Transforming growth factor beta regulator 1 (TBRG1) acts as a growth inhibitor and tumor suppressor. TBRG1 can activate p53/TP53, causes G1 arrest, and collaborates with CDKN2A to restrict proliferation [38] but does not require either protein to inhibit DNA synthesis. TBRG1 can redistribute CDKN2A into the nucleoplasm and is involved in maintaining chromosomal stability [39]. Inhibition of miR-155 target gene TBRG1 expression by overexpression of miR-155 increased cell proliferation in B-cell lymphomas [40]. Interventions for specific genes need to be analyzed together with the HR value of survival analysis. Thus, promoting the expression of these genes by reducing the DNA methylation levels of these genes can inhibit osteosarcoma development.

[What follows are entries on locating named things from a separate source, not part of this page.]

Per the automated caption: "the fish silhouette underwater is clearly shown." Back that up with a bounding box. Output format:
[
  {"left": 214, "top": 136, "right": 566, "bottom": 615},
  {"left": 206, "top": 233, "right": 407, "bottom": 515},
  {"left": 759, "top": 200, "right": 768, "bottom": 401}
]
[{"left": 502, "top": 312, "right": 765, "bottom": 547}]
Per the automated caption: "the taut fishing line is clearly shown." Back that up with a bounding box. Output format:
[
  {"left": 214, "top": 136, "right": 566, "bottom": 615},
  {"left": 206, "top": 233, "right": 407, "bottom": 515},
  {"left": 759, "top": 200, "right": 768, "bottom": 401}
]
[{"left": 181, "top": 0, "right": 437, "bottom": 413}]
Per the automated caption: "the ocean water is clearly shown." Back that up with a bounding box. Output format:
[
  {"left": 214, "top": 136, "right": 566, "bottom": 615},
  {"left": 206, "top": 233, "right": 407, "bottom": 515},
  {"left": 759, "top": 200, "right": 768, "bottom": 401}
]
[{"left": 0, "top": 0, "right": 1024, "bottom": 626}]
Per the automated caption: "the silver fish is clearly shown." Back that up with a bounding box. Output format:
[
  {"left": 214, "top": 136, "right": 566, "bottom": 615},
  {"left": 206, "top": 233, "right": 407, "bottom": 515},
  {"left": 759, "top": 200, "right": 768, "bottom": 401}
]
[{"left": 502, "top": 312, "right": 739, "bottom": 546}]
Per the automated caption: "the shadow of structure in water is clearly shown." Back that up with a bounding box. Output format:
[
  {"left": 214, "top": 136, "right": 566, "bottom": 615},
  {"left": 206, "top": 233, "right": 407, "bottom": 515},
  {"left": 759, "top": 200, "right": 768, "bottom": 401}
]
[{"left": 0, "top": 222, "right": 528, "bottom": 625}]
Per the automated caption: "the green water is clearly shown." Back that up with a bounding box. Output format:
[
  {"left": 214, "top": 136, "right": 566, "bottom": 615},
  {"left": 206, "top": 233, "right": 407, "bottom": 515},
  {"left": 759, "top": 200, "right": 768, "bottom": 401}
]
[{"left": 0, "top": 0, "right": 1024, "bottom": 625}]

Due to the lack of relevant data, the effect of abnormal methylation on gene expression needs to be confirmed by collecting clinical samples. In addition, effects of DNA methylation inhibitors on osteosarcoma cell phenotype and prognosis in animal models targeting the three identified genes (COL13A1, MXI1, and TBRG1) deserve further study.

5. Conclusion

After the combined analysis of GSE36002, GSE12865, and TARGET-OS, we discovered the key genes in osteosarcoma that are regulated by DNA methylation and thus affect survival time. Three genes, including COL13A1, MXI1, andTBRG1, could be used as DNA methylation biomarkers of accurate diagnosis and therapy for osteosarcoma in the future.